Bringing your cat to the veterinary clinic can be quite a stressful experience for you and your cat. We want to give you the tools and knowledge to be able to safely and calmly transport your cat to the clinic for those important yearly checkups or if you need to make an unexpected visit.

Carrier Etiquette We recommend using a hard carrier that provides stability for your cat. Ideally, it should open from the front and have the ability for the top to be easily removed. Carrier etiquette begins far before the day of your cat’s appointment. It is best to keep the carrier out in a place that is frequented by your cat so he or she does not become stressed or anxious at the sight of the carrier. You can keep toys, treats, or blankets in the carrier so your cat learns to see it as familiar and non-threatening.

Pheromone Signals Cats have a small gland, called the vomeronasal gland, on the roof of their mouth that processes pheromone signals. If you have ever seen your cat smelling something with his or her mouth slightly open, he or she is most likely using the vomeronasal gland to process pheromones! How does this relate to getting your cat to the veterinary clinic? There is a product called Feliway that is a synthetic version of the feline cheek pheromone. When cats rub their cheek up against something, they are leaving behind a pheromone that marks that object as “ok” or “safe”. Feliway is a product that you can use in and around your cat’s carrier to send a calming pheromone message. It comes in a diffuser that plugs into the wall, a portable spray, and wipes. For use with a cat carrier, we recommend using the wipes to spread the pheromone on the inside surfaces of the carrier, as well as the spray to infuse pheromone into the blankets on the bottom of the carrier. It is also useful to spray a towel with the Feliway spray and drape that over the carrier to provide the pheromone message as well as giving your cat a sense of privacy/safety by blocking out external stimuli.

Pre-medication Many times, traveling to the veterinary clinic is the only time cats ever leave home. To make the experience less stressful for cats, we offer the option to give a single dose of a sedative medication 1-2 hours prior to traveling to the vet clinic. This can make the entire experience much less stressful for your cat.

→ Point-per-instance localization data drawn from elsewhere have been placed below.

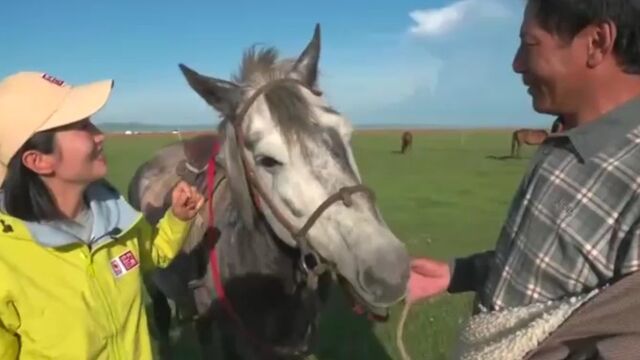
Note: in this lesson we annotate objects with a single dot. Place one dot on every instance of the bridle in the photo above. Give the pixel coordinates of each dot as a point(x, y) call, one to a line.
point(311, 262)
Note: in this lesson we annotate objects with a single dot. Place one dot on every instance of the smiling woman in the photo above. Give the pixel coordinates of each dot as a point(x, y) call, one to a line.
point(72, 248)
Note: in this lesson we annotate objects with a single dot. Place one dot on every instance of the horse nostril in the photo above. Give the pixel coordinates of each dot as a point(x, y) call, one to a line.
point(310, 261)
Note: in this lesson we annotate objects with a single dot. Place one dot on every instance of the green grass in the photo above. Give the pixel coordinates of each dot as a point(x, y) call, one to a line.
point(445, 198)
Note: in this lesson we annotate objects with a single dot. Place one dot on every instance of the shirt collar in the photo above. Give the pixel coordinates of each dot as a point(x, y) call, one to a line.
point(590, 139)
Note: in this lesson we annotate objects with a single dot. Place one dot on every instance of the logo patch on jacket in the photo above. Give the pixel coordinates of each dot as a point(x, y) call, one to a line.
point(124, 263)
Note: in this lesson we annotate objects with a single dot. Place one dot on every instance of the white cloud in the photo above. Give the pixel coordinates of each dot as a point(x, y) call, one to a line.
point(439, 21)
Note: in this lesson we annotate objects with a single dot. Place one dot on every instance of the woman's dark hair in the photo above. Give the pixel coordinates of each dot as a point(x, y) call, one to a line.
point(25, 195)
point(567, 18)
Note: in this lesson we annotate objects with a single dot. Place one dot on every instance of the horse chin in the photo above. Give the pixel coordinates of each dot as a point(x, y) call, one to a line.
point(362, 307)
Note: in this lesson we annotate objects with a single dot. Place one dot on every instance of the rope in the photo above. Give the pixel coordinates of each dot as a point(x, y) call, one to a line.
point(400, 330)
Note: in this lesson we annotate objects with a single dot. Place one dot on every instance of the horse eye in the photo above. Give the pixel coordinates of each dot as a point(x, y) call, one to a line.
point(268, 161)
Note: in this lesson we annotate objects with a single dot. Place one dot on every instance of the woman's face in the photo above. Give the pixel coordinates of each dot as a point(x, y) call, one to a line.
point(78, 153)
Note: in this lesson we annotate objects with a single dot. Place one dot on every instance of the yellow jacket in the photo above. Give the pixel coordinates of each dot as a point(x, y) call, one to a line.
point(61, 298)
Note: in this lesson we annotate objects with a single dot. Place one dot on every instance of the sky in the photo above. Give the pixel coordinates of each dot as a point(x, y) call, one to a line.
point(428, 63)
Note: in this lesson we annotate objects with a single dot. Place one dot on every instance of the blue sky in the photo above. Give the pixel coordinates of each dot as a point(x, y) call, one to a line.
point(442, 63)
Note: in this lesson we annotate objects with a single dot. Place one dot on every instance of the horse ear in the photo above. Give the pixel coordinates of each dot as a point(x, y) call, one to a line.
point(223, 95)
point(306, 67)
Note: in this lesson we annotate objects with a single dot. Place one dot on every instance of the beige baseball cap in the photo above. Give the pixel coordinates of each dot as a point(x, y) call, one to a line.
point(35, 101)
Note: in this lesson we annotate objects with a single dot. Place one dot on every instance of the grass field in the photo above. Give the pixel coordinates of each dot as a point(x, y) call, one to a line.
point(446, 198)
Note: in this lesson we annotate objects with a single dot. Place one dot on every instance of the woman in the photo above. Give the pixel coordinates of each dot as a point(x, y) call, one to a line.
point(71, 249)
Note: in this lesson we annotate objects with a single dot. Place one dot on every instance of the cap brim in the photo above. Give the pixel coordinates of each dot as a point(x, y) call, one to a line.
point(82, 102)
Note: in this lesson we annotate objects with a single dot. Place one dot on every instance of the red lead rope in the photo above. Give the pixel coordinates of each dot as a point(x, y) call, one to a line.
point(213, 254)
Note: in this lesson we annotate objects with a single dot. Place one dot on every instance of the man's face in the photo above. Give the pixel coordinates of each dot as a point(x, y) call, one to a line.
point(553, 69)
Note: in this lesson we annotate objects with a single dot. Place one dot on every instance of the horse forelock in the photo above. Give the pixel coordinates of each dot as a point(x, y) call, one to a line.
point(287, 103)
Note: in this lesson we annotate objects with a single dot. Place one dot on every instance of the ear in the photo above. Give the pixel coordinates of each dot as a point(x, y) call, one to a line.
point(38, 162)
point(306, 67)
point(601, 38)
point(223, 95)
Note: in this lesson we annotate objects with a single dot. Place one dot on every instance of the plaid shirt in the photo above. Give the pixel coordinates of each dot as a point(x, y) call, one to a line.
point(574, 223)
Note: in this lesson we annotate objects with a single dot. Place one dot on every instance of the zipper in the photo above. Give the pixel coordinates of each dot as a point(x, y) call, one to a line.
point(116, 348)
point(116, 351)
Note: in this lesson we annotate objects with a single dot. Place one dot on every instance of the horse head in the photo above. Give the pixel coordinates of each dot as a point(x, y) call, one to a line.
point(282, 136)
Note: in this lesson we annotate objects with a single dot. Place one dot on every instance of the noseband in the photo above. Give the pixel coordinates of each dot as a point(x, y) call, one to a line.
point(311, 262)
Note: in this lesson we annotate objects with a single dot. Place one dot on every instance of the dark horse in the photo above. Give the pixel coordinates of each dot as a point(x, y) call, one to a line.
point(291, 214)
point(532, 136)
point(407, 141)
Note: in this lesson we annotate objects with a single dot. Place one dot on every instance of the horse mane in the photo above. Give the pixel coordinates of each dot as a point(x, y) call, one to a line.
point(289, 108)
point(288, 105)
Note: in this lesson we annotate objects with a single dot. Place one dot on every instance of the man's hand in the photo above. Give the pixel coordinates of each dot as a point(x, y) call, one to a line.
point(428, 278)
point(186, 201)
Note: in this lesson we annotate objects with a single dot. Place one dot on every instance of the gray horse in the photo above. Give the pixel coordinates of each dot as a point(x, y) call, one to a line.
point(288, 139)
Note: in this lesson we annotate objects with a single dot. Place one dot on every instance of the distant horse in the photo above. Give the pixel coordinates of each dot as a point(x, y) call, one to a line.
point(290, 214)
point(532, 136)
point(407, 141)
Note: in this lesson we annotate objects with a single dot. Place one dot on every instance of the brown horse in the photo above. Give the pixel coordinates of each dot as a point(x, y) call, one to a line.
point(407, 141)
point(532, 136)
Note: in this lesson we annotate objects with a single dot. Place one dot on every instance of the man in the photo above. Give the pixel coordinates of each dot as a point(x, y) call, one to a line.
point(574, 223)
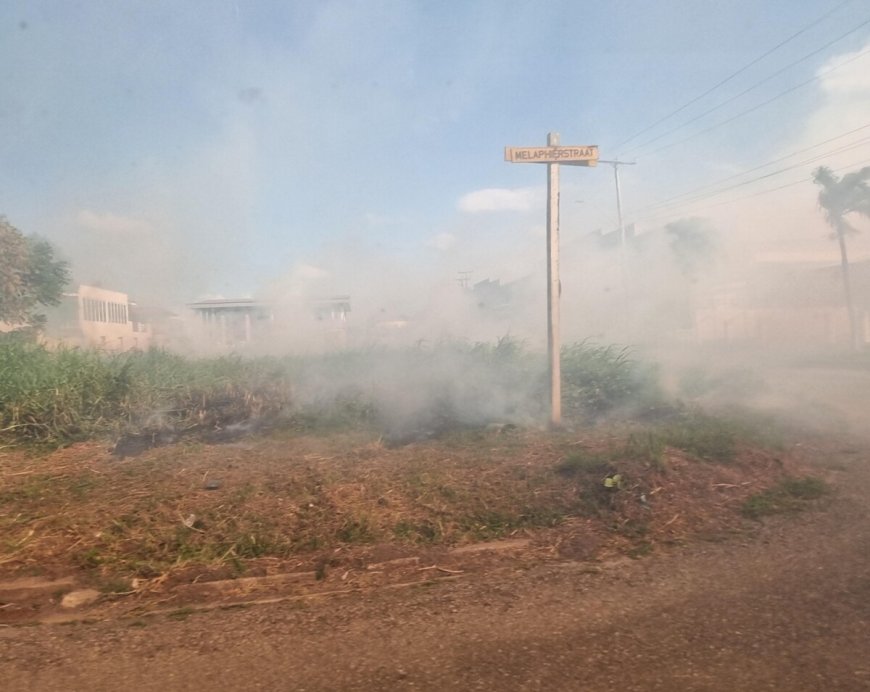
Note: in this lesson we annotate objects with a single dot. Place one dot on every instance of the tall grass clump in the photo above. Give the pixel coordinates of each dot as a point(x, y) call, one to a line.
point(597, 380)
point(55, 396)
point(67, 394)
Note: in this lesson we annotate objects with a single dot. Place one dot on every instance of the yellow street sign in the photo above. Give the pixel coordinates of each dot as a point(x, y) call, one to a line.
point(571, 156)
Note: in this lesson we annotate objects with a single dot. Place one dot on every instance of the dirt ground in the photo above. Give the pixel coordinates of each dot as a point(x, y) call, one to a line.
point(785, 607)
point(782, 604)
point(701, 599)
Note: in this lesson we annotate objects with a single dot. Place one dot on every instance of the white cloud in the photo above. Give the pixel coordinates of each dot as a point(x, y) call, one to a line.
point(502, 199)
point(442, 242)
point(113, 224)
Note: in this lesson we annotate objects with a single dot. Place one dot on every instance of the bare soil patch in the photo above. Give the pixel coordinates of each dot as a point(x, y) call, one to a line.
point(294, 516)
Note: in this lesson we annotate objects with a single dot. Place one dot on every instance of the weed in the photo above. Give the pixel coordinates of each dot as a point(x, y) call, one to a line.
point(789, 495)
point(648, 447)
point(705, 437)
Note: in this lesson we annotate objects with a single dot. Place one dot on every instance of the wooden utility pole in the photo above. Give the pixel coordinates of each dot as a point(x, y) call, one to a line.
point(553, 155)
point(554, 288)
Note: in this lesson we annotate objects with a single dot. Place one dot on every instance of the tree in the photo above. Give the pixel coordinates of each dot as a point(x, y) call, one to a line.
point(838, 198)
point(30, 276)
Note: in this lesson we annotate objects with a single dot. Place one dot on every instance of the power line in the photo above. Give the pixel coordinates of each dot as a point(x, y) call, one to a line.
point(812, 159)
point(694, 191)
point(762, 104)
point(734, 74)
point(750, 196)
point(750, 88)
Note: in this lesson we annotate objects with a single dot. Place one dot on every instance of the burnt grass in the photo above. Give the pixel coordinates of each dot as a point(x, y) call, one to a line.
point(291, 499)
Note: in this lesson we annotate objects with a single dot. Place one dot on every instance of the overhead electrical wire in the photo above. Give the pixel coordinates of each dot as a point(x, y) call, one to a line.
point(812, 159)
point(694, 191)
point(762, 104)
point(661, 215)
point(749, 88)
point(734, 74)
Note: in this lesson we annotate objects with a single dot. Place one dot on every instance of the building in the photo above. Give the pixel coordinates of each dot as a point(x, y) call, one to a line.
point(786, 305)
point(247, 324)
point(98, 318)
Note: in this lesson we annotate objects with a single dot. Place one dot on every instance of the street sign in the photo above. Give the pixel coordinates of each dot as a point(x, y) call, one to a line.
point(570, 156)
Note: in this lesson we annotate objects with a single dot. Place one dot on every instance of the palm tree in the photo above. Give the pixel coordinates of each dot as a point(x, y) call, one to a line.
point(838, 198)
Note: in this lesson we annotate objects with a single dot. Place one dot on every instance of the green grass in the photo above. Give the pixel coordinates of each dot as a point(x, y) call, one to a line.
point(54, 397)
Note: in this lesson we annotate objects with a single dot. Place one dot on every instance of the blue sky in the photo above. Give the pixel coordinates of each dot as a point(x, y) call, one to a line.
point(190, 148)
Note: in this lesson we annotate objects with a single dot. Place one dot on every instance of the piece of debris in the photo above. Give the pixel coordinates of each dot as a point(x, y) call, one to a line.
point(77, 599)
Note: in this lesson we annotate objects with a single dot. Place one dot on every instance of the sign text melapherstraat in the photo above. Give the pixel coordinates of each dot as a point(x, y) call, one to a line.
point(576, 155)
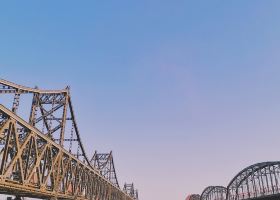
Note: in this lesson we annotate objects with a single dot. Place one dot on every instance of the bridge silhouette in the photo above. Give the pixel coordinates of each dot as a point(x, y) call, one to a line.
point(260, 181)
point(42, 155)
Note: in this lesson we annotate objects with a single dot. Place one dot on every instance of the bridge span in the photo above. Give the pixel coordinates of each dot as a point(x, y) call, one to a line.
point(260, 181)
point(42, 155)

If your cat expresses stress or anxiety with aggression, having a sedative medication on board prior to the appointment can allow the veterinary staff to perform a more complete and thorough exam. Please let us know if you are interested in picking up a dose of sedative medication prior to your cat’s next veterinary visit.


The American Association of Feline Practitioners (AAFP) recognizes Country Hills Pet Hospital as being a certified Cat Friendly practice! This means that we take specific steps to recognize the unique needs of our feline friends. See the blog post on our website for more information on what it means to be a Cat Friendly Practice.

Straight Into the Exam Room When you and your cat arrive to the clinic, we have you go directly into an exam room. This way, cats don’t have to sit in the waiting area where there are dogs and a lot of commotion. In the exam room, they can acclimate to their surroundings before they are examined by the veterinarian.

Feline-Only Exam Rooms We have two dedicated feline-only exam rooms at Country Hills Pet Hospital. This prevents dog pheromones and smells from lingering in the exam room and causing your cat unnecessary stress.

Pheromone Signals We use the Feliway spray (described above) in our cat exam rooms prior to each appointment. This provides that calming pheromone message to help give your cat a sense of peace and tranquility.

Feline-Only Hospitalization Area In the case that your cat needs to spend the night or be hospitalized, he or she will be housed in our feline-only hospitalization ward that has comfortable housing and is free of barking dogs.